As you can see, my copies are very bashed up and dog-eared, because I keep going back to them, and sometimes lend them to other people, after extracting the appropriate promises to return them, or else.
"The Language Instinct" was published in 1994, and quickly became a bestseller, because it unpacks what language is and isn't in a readable, witty way, full of juicy stories, examples and information from scientific language research. Pinker is a psychologist, cognitive scientist, linguist and hilarious brainiac author, and whether you know a lot or a little about language, it's a great read, even 20 years on.
"Why Children Can't Read, And What We Can Do About It" is also by an American professor, Diane McGuinness, a cognitive developmental psychologist. Published in 1997, it has a foreword by Steven Pinker, which is what originally made me pay attention to it (yes, I've even read his book about regular and irregular verbs).

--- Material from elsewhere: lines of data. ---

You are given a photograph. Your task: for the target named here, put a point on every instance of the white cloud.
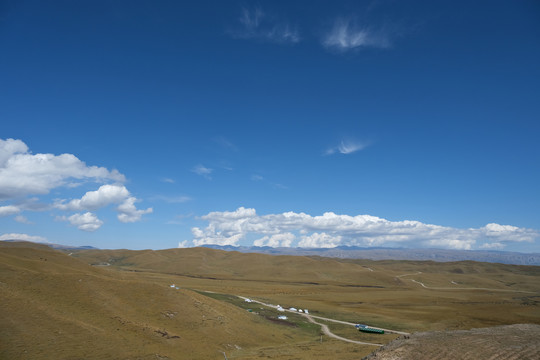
(203, 171)
(493, 246)
(22, 219)
(23, 237)
(320, 240)
(92, 200)
(255, 24)
(171, 199)
(129, 213)
(330, 230)
(276, 240)
(23, 173)
(346, 35)
(86, 222)
(183, 244)
(347, 147)
(9, 210)
(104, 196)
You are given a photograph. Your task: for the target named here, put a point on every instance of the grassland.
(118, 304)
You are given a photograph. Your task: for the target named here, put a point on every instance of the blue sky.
(139, 124)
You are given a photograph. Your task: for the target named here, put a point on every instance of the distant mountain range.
(352, 252)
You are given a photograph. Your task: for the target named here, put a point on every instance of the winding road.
(324, 327)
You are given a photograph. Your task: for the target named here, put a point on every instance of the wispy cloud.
(203, 171)
(346, 35)
(331, 230)
(256, 24)
(347, 147)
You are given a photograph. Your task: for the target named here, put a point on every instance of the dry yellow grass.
(59, 306)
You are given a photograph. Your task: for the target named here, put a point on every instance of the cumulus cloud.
(347, 147)
(23, 237)
(92, 200)
(256, 24)
(23, 173)
(330, 230)
(86, 222)
(346, 35)
(22, 219)
(203, 171)
(276, 240)
(127, 212)
(104, 196)
(9, 210)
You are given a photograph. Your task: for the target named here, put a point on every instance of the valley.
(190, 303)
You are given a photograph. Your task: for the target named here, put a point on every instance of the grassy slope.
(55, 306)
(122, 311)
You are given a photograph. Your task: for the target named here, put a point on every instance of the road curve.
(327, 332)
(323, 326)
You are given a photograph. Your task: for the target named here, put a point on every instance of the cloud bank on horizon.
(330, 230)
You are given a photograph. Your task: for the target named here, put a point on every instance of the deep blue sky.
(426, 111)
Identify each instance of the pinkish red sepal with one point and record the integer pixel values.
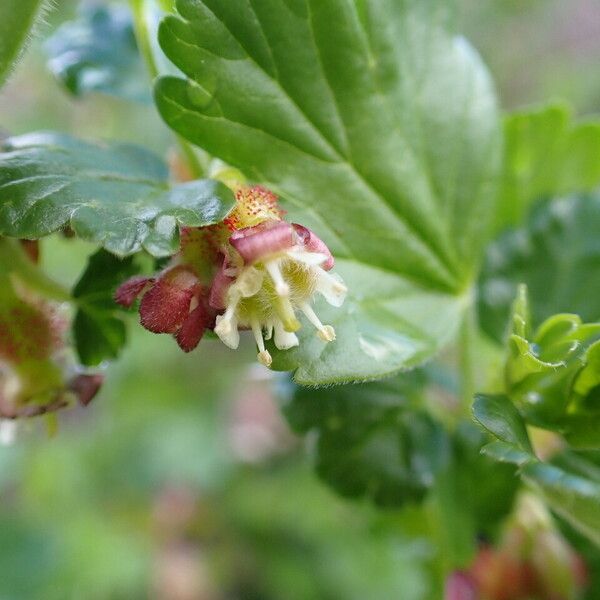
(270, 237)
(220, 285)
(193, 327)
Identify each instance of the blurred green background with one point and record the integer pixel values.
(181, 480)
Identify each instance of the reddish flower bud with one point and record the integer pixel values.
(192, 329)
(166, 304)
(128, 292)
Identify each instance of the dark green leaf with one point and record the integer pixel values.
(382, 135)
(575, 498)
(545, 154)
(113, 194)
(98, 53)
(17, 18)
(99, 332)
(556, 254)
(370, 441)
(500, 417)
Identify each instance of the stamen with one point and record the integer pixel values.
(264, 357)
(281, 287)
(325, 332)
(284, 340)
(285, 311)
(268, 330)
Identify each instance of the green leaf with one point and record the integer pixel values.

Pinker's foreword to McGuinness' book neatly summarises the difference between spoken and written language:
"'Man has an instinctive tendency to speak, as we see in the babble of our young children; while no child has an instinctive tendency to bake, brew or write.' More than a century ago, Charles Darwin got it right: language is a human instinct, but written language is not. Language is found in all societies, present and past. All languages are intricately complicated. Although languages change, they do not improve: English is no more complex than the languages of stone age tribes; Modern English is not an advance over Old English. All healthy children master their language without lessons or corrections. When children are thrown together without a usable language, they invent one of their own.
"Compare all this with writing. Writing systems have been invented a small number of times in history. They originated only in a few complex civilisations, and they started off crude and slowly improved over the millennia. Until recently, most children never learned to read or write; even with today's universal education system, many children struggle and fail. A group of children is no more likely to invent an alphabet than invent the internal combustion engine.

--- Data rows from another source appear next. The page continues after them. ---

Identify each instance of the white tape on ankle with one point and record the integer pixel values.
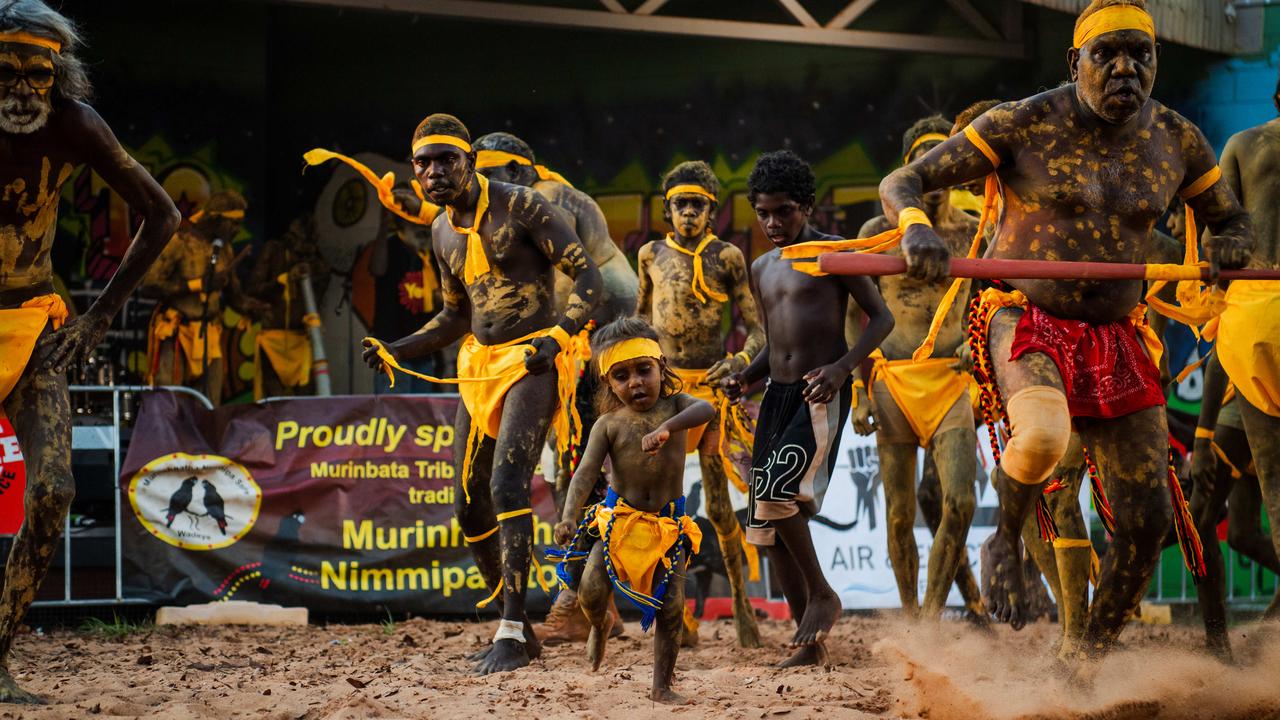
(510, 630)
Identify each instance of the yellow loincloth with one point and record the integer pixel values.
(19, 329)
(1248, 342)
(924, 391)
(639, 542)
(191, 343)
(289, 355)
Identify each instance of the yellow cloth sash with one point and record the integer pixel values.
(1111, 19)
(702, 291)
(627, 350)
(24, 37)
(1197, 302)
(1248, 342)
(476, 263)
(640, 541)
(383, 185)
(924, 391)
(289, 355)
(168, 323)
(809, 251)
(19, 329)
(730, 420)
(497, 158)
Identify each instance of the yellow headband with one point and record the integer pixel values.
(442, 140)
(1111, 19)
(201, 214)
(693, 188)
(629, 350)
(498, 158)
(27, 39)
(922, 140)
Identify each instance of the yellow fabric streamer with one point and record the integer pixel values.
(702, 291)
(882, 242)
(1248, 342)
(1197, 302)
(191, 343)
(24, 37)
(924, 391)
(476, 263)
(1111, 19)
(690, 190)
(383, 185)
(442, 140)
(734, 431)
(289, 355)
(497, 158)
(922, 140)
(627, 350)
(640, 541)
(19, 329)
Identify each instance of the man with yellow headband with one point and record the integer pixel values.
(688, 281)
(923, 404)
(498, 246)
(283, 351)
(1086, 169)
(506, 158)
(1238, 441)
(184, 341)
(46, 132)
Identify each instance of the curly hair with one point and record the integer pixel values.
(37, 18)
(506, 142)
(964, 118)
(922, 127)
(613, 333)
(782, 172)
(442, 123)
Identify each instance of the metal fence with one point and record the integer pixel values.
(105, 437)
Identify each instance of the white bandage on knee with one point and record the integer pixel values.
(1041, 425)
(510, 630)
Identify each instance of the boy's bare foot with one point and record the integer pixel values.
(595, 642)
(819, 616)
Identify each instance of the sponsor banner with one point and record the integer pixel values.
(338, 504)
(850, 531)
(13, 479)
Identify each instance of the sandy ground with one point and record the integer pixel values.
(881, 668)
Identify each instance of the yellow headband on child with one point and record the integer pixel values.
(629, 350)
(1111, 19)
(27, 39)
(691, 188)
(498, 158)
(922, 140)
(442, 140)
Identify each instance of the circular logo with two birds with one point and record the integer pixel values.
(195, 501)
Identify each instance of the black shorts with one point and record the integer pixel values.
(796, 445)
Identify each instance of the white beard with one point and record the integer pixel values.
(12, 105)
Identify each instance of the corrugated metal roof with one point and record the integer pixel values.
(1198, 23)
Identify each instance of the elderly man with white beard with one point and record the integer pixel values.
(46, 131)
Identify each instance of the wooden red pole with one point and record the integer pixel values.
(983, 268)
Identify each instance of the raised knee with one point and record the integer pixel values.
(1041, 433)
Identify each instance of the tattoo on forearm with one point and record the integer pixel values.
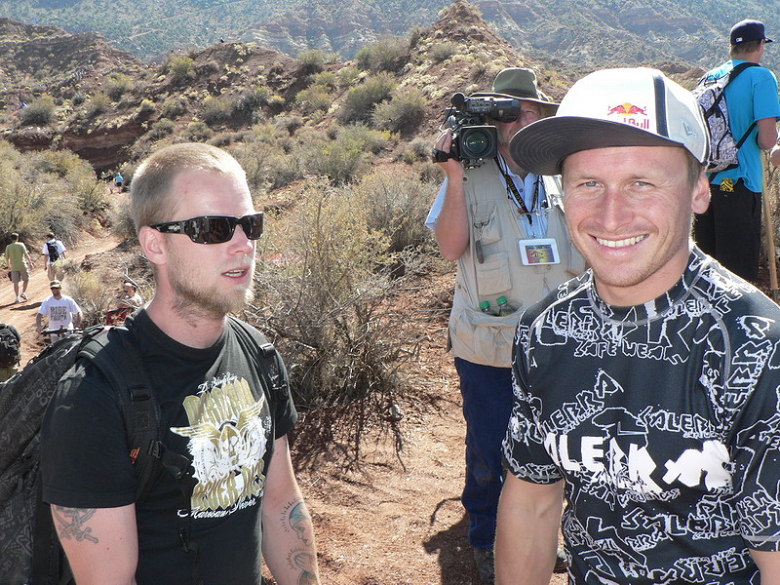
(307, 563)
(72, 524)
(300, 522)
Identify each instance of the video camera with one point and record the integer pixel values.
(474, 141)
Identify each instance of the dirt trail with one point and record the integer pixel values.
(22, 315)
(391, 522)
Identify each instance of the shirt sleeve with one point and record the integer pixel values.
(438, 203)
(755, 454)
(523, 448)
(765, 102)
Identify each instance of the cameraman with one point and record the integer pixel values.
(505, 229)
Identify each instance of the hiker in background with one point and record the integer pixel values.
(730, 229)
(236, 499)
(488, 219)
(61, 312)
(10, 351)
(646, 390)
(18, 260)
(52, 251)
(129, 298)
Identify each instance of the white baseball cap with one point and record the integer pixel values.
(614, 107)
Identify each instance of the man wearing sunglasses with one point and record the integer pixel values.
(237, 502)
(505, 229)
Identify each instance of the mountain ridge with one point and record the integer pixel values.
(590, 33)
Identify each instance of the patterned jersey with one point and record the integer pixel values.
(662, 420)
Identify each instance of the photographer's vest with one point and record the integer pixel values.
(495, 223)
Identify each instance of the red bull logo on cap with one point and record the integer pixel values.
(631, 114)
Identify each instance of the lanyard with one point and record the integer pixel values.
(514, 195)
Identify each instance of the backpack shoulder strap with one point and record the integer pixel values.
(737, 69)
(115, 354)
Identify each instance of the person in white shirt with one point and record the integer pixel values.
(62, 312)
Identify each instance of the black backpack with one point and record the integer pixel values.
(54, 254)
(10, 353)
(724, 147)
(29, 550)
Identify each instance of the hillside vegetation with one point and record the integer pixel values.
(336, 153)
(584, 32)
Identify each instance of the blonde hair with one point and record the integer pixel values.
(151, 201)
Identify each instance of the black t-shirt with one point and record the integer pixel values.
(662, 420)
(217, 413)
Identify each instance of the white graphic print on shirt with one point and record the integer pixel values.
(227, 442)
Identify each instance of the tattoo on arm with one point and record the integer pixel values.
(305, 561)
(72, 523)
(300, 522)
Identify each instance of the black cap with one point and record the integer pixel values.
(747, 31)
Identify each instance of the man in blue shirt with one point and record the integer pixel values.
(730, 230)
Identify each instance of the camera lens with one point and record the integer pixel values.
(478, 142)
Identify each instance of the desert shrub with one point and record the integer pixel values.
(415, 34)
(38, 113)
(342, 160)
(246, 109)
(311, 61)
(44, 190)
(98, 104)
(197, 131)
(368, 139)
(326, 79)
(404, 113)
(173, 107)
(348, 75)
(267, 165)
(215, 111)
(122, 222)
(442, 51)
(180, 68)
(416, 150)
(360, 101)
(289, 123)
(160, 129)
(323, 300)
(146, 108)
(397, 204)
(117, 86)
(385, 55)
(314, 98)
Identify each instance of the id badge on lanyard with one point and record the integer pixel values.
(539, 251)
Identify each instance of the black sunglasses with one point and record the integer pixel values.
(214, 229)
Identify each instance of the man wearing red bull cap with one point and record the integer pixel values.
(730, 229)
(647, 389)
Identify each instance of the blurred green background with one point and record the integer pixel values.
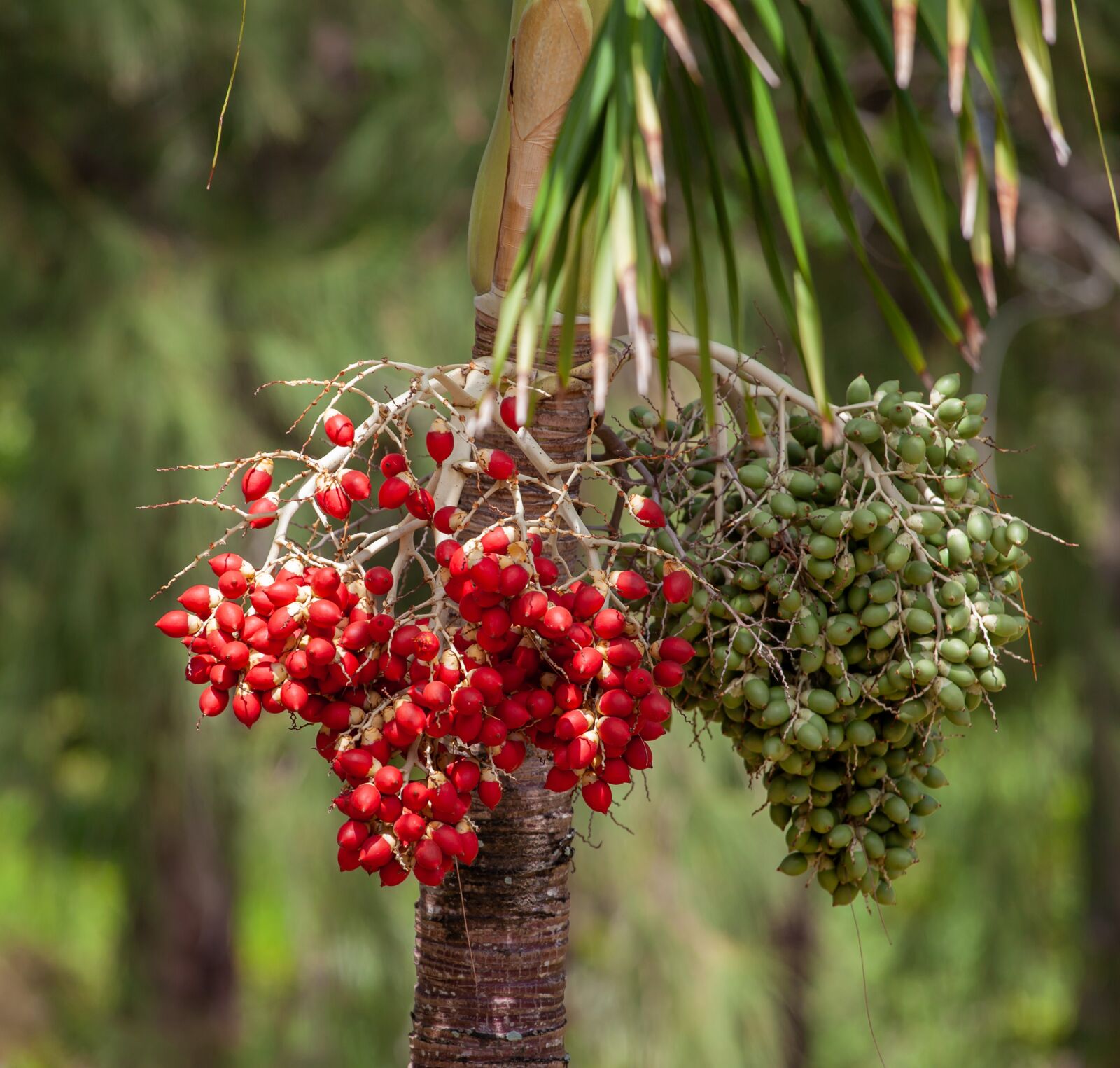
(168, 896)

"Children are wired for sound, but print is an optional accessory that must be painstakingly bolted on. This basic fact about human nature should be the starting point for any discussion of how to teach our children to read and write. We need to understand how the contraption called writing works, how the mind of the child works, how to get the two to mesh.
"It is a national tragedy that this commonsense understanding has been so uncommon. We are turning into a nation of illiterates, the victims of misguided ideas about the nature of reading and how to teach it. All the familiar techniques were devised before we had a scientific understanding of reading, and they are based on theories that we know are wrong. Parents and policymakers are bewildered by contradictory advice from a slew of well-meaning but uninformed romantics, oversimplifiers, entrepreneurs and quacks."

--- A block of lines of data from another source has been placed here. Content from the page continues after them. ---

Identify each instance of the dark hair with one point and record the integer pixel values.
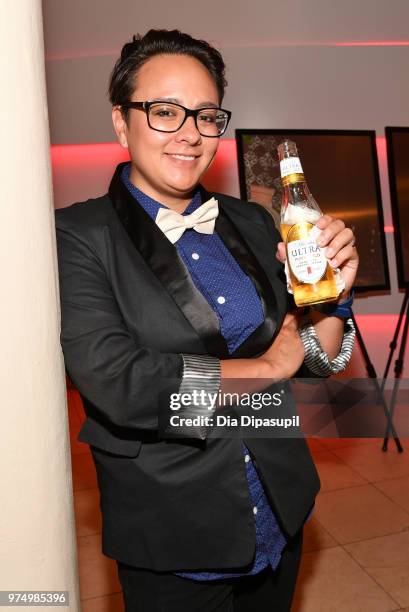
(155, 42)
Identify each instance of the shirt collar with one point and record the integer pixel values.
(150, 205)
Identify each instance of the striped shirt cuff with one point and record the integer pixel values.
(316, 359)
(201, 377)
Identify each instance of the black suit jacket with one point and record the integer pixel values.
(128, 310)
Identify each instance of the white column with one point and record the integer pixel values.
(37, 529)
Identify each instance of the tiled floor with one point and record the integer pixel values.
(356, 546)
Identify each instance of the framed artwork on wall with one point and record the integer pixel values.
(341, 168)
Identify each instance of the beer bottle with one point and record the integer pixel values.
(311, 276)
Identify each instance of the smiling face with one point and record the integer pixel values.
(157, 168)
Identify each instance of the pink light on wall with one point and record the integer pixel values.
(373, 43)
(82, 171)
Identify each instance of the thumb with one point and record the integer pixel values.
(280, 253)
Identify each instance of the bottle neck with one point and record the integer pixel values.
(293, 179)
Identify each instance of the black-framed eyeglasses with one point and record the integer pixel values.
(165, 116)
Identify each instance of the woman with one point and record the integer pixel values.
(167, 289)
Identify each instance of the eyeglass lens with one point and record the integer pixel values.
(169, 118)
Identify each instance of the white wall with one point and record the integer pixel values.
(287, 67)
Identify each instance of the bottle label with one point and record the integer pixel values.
(305, 258)
(290, 165)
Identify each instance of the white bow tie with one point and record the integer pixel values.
(174, 224)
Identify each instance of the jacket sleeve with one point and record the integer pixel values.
(130, 386)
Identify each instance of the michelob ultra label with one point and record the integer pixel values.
(305, 258)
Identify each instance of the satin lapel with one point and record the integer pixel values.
(247, 241)
(168, 267)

This was written more than 15 years ago, but sadly not an awful lot has changed. Last week the Prime Minister was talking about teachers needing to take Running Records of children's reading, and I found myself yelling at the TV, "Show me the Running Record's construct validity!"
Pinker goes on to call McGuinness' book a profound and wonderfully readable essay on how reading and writing should be taught, and the author a proper scientist and expert who writes with style, vigour, insight and compassion. He urges everyone to "Read it for your own pleasure and enlightenment, and buy copies for the people in control of your children's education".
I couldn't agree more, although these days there are more programs around that teach in the way McGuinness recommends than there were in 1997, I hope most of them listed on this website (but please tell me if you know of one that's missing). If anyone wants to have a look at her program "Allographs", I have a copy, but I think it's now out of print.
Perhaps we should all send copies of "Why Children Can't Read" to the Prime Minister, and state and federal Education Ministers. There seem to be heaps available on Bookfinder for under $10, hopefully not all as dog-eared and pages-falling-out-ish as my own. Perhaps if they got a big pile of them in the post, they'd get the message.